Saturday I immersed myself in bead matters as the members of the Bead Society of Great Britain who had presented papers at the Bead & Beadwork Conference in Istanbul, Turkey in 2007 repeated their talks for fellow BSGB members who were not able to make it to Turkey. The talks were held in the John Peek Room of the Birmingham & Midlands Institute (at left), another lovely 19th century building.

Here we are getting set up in the John Peek Room.

The lectures were all very interesting and the experience was made even better by the beadwork exhibits pertaining to the lectures that members set up on tables around the room.

Sarah Withers spoke on the Arkell Bead Collection at the Pitt Rivers Museum in Oxford. Stephany Tomalin gave a fun and informative talk on "Realistic Replicas, Ingenious Imitations and Fantastic Fakes: Collecting Brazen Copies in the World of Beads."

Along with her talk, Stephany set out an extensive collection of imitation and fake beads. This is only part of it.

Margaret Carey gave two interesting talks on puzzles in African beadwork, examining a 150 year old, beadwork headress described as being from the Nuer people of the Nilotic Sudan and , seven-sided, faceted beads worn by a terra cotta figure found in Mali. Unfortunately, I don't have permission to reproduce the museum photos that Magaret used, but--trust me--the Nuer headress that may be based on English judicial wigs was really neat.

Carole Morris spoke next on early 17th century English beadwork purses from the reign of Charles I. These purses were made with a two-needle right angle weave stitch, which Vera Grey has reproduced in a purse shown at the bottom of the photo at left. A close up is above.

I was next to speak on the subject of World War I, Turkish prisoner-of-war and Balkan beadwork. My talk concentrated on the snakes and how they were a continuation of crochet (with or without beads) in the Ottoman Empire, the tradition of civilian prisoners making souvenirs to sell, the view of snakes as good luck symbols, and the characteristics of the World War I bead crochet snakes as opposed to the later, civilian-made snakes and the commercially-made, bead crochet snake jewelry.

Photo above: A lovely example of a World War I, Turkish prisoner-of-war, green and black, beadwork snake exhibited by Lady Suzanne Warner.

Margaret Carey ended our day of presentations with a short talk on the history and manufacture of 'garden roller' beads at Zimbabwe.

The other fun part of the day was seeing the antique and new bead crochet items that BSGB members had brough for the exhibit.

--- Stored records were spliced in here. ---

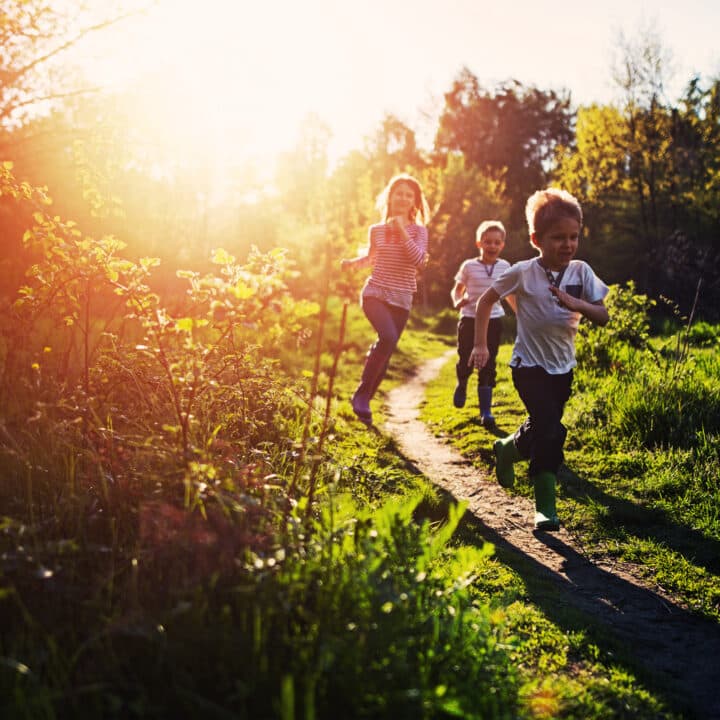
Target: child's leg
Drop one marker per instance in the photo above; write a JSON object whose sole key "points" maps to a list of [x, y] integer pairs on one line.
{"points": [[466, 340], [542, 436], [487, 375], [399, 317], [389, 322]]}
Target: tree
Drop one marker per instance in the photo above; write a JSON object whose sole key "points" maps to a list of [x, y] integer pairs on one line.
{"points": [[514, 129], [33, 35]]}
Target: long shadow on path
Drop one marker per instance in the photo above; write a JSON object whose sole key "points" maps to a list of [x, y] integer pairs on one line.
{"points": [[676, 650]]}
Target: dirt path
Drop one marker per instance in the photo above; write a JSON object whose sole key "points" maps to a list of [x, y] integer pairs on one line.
{"points": [[680, 648]]}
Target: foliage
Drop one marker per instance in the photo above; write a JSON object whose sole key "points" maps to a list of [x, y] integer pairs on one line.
{"points": [[512, 130], [626, 337]]}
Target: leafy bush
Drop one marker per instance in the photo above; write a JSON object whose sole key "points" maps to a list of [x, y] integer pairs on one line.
{"points": [[626, 336]]}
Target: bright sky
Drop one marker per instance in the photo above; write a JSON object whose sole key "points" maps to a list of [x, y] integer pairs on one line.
{"points": [[247, 71]]}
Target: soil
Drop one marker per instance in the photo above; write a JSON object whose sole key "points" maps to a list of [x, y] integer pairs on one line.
{"points": [[662, 640]]}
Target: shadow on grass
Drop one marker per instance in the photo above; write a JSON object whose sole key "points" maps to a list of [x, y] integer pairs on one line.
{"points": [[644, 523], [659, 641]]}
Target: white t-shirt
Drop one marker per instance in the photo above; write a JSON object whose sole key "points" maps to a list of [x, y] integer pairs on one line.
{"points": [[477, 277], [546, 330]]}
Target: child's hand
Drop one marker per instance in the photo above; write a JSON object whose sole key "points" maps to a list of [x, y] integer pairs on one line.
{"points": [[565, 300], [397, 221]]}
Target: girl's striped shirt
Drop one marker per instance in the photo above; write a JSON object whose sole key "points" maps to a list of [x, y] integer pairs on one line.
{"points": [[395, 263]]}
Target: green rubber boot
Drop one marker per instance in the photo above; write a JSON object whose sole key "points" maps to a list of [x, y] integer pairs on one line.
{"points": [[506, 454], [545, 513]]}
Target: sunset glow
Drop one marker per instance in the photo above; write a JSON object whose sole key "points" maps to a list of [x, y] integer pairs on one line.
{"points": [[218, 79]]}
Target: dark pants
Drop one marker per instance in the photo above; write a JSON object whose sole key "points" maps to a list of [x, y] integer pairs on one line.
{"points": [[542, 436], [466, 341], [389, 322]]}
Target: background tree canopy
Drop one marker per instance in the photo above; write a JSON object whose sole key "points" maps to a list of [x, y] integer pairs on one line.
{"points": [[646, 170]]}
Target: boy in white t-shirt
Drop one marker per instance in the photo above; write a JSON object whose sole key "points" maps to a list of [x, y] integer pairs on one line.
{"points": [[551, 292], [473, 278]]}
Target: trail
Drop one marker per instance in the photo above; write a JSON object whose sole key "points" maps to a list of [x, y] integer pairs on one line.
{"points": [[682, 649]]}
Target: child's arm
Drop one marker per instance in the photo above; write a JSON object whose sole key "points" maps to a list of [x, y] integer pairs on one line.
{"points": [[458, 295], [595, 312], [416, 249], [361, 260], [480, 353]]}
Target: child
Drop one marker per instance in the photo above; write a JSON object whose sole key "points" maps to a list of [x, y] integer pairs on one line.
{"points": [[397, 249], [552, 292], [472, 279]]}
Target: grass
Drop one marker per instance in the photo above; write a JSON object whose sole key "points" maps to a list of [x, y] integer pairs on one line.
{"points": [[648, 494], [221, 592]]}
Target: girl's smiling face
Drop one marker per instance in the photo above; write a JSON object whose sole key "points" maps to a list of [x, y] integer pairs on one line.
{"points": [[491, 245], [559, 243], [402, 200]]}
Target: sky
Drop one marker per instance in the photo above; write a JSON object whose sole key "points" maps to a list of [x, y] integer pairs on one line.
{"points": [[247, 71]]}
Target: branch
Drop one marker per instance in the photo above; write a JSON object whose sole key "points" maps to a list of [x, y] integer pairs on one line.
{"points": [[17, 74]]}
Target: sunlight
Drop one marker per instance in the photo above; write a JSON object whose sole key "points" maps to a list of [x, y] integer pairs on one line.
{"points": [[223, 81]]}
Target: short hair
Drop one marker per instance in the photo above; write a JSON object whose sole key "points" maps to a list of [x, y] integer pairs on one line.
{"points": [[420, 212], [545, 207], [486, 225]]}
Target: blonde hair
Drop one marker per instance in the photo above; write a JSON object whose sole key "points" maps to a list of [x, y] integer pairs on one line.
{"points": [[420, 212], [545, 207], [487, 225]]}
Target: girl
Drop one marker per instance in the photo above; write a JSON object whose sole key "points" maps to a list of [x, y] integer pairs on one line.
{"points": [[397, 249]]}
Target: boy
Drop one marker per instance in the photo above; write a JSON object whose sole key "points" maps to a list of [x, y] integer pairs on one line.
{"points": [[472, 279], [552, 292]]}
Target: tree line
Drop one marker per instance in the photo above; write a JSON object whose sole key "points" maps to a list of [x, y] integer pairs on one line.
{"points": [[646, 169]]}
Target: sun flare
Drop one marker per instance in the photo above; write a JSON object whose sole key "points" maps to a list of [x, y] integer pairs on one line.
{"points": [[223, 80]]}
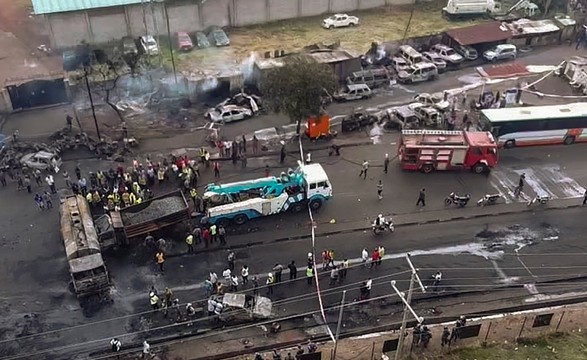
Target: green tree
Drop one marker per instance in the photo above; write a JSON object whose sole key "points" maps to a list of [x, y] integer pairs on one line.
{"points": [[298, 87]]}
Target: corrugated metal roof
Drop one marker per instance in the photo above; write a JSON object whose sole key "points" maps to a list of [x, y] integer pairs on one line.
{"points": [[479, 34], [56, 6], [332, 56]]}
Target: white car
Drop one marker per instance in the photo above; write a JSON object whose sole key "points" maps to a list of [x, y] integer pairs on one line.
{"points": [[433, 100], [150, 45], [340, 20], [228, 113]]}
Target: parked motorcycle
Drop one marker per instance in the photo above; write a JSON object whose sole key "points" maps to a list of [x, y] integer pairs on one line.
{"points": [[540, 199], [488, 199], [458, 200], [383, 226]]}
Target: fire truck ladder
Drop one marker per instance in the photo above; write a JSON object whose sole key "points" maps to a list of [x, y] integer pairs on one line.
{"points": [[447, 133]]}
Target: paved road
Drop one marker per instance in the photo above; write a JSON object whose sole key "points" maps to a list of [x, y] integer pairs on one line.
{"points": [[33, 254]]}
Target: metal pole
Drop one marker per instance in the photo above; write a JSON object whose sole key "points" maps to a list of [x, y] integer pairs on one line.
{"points": [[338, 326], [402, 329], [92, 105], [170, 42]]}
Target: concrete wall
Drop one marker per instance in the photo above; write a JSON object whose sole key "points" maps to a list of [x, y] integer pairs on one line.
{"points": [[104, 25]]}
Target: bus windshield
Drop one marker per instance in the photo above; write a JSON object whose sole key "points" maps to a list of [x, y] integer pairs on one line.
{"points": [[537, 125]]}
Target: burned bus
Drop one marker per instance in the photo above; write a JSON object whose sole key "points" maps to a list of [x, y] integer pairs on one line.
{"points": [[86, 266]]}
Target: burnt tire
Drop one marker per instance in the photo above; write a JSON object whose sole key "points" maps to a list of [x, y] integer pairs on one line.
{"points": [[569, 140], [240, 219], [315, 204]]}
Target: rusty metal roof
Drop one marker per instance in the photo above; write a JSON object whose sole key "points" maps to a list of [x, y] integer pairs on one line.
{"points": [[502, 71], [481, 33]]}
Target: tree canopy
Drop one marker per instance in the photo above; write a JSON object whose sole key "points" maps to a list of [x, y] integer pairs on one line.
{"points": [[297, 88]]}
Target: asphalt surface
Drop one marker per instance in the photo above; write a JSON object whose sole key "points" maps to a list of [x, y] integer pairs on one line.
{"points": [[37, 298]]}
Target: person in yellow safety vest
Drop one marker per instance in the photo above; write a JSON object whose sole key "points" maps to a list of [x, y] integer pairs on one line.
{"points": [[143, 180], [154, 300], [132, 199], [110, 205], [136, 188], [96, 197], [126, 199]]}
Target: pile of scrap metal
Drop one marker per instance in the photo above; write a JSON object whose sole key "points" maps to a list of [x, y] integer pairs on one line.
{"points": [[358, 120], [251, 102]]}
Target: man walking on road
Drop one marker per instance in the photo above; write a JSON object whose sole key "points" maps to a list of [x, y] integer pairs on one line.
{"points": [[364, 168], [421, 198], [380, 190], [293, 270]]}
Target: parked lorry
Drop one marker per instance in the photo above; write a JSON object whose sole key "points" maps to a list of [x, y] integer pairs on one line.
{"points": [[428, 150], [120, 227], [241, 201], [86, 266]]}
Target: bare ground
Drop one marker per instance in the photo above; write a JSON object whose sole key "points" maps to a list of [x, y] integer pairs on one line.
{"points": [[379, 25]]}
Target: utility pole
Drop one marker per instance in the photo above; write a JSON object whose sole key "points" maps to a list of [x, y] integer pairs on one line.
{"points": [[338, 326], [414, 277], [86, 74]]}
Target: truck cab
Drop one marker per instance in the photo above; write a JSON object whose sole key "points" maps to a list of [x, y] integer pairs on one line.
{"points": [[317, 184]]}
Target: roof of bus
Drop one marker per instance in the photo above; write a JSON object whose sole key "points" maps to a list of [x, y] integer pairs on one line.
{"points": [[314, 173], [536, 112]]}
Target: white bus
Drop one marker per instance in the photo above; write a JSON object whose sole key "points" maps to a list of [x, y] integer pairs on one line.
{"points": [[537, 125]]}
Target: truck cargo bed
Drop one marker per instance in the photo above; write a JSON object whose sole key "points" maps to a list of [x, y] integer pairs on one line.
{"points": [[154, 214]]}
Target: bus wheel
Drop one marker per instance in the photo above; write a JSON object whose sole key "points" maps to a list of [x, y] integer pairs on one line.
{"points": [[240, 219], [222, 222], [569, 140], [479, 168], [510, 144], [315, 204], [297, 207], [427, 168]]}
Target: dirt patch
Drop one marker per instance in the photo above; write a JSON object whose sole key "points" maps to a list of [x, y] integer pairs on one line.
{"points": [[380, 25]]}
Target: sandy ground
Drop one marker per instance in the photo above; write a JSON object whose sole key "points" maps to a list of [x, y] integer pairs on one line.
{"points": [[379, 25]]}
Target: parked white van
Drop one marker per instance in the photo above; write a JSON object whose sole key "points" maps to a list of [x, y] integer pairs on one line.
{"points": [[410, 54]]}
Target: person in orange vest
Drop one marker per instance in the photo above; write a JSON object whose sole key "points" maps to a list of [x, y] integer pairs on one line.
{"points": [[160, 258]]}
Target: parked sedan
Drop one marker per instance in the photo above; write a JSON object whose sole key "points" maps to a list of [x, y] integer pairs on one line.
{"points": [[202, 40], [218, 37], [339, 20], [184, 42], [150, 45], [434, 58], [228, 113]]}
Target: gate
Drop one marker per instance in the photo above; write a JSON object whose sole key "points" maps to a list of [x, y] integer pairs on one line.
{"points": [[36, 93]]}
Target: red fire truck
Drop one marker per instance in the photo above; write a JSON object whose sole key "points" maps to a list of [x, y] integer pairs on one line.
{"points": [[428, 150]]}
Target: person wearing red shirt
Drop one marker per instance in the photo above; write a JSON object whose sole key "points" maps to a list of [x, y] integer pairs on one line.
{"points": [[375, 257]]}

Here are some of the other items.

WWI, Turkish POW beadwork, bead crochet Muslim rosaries, and a civilian-made snake brought by Carole Morris.

More snakes brought by myself and Lady Warner, a civilian-made, blue, red, and white bead crochet necklace, and a WWI Turkish POW lizard brought by Carole Morris. There is also a black and brown, commercially-made snake necklace but it doesn't show on the black background.

Indian beadwork showing peacocks and the tree of life design brought by Carole Morris.

The bead crochet items brought by Marita Page included Muslim rosaries, antique pocket watch holders, WWI Turkish POW snakes, and new Turkish prisoner key holders, key chain, and Masallah birdies.

Don stayed for some of the lectures but while we were busy with bead matters, he also wandered around parts of Birmingham. One of the events he stumbled across was the Dragon boat race held on one of the canals.

We ended our day with a lovely meal at a French restaurant with some of our favorite BSBG members.

Left to right: Carole Morris, Graeme Morris, Stephany Tomalin, Margaret Carey, and me. Don is taking the photo.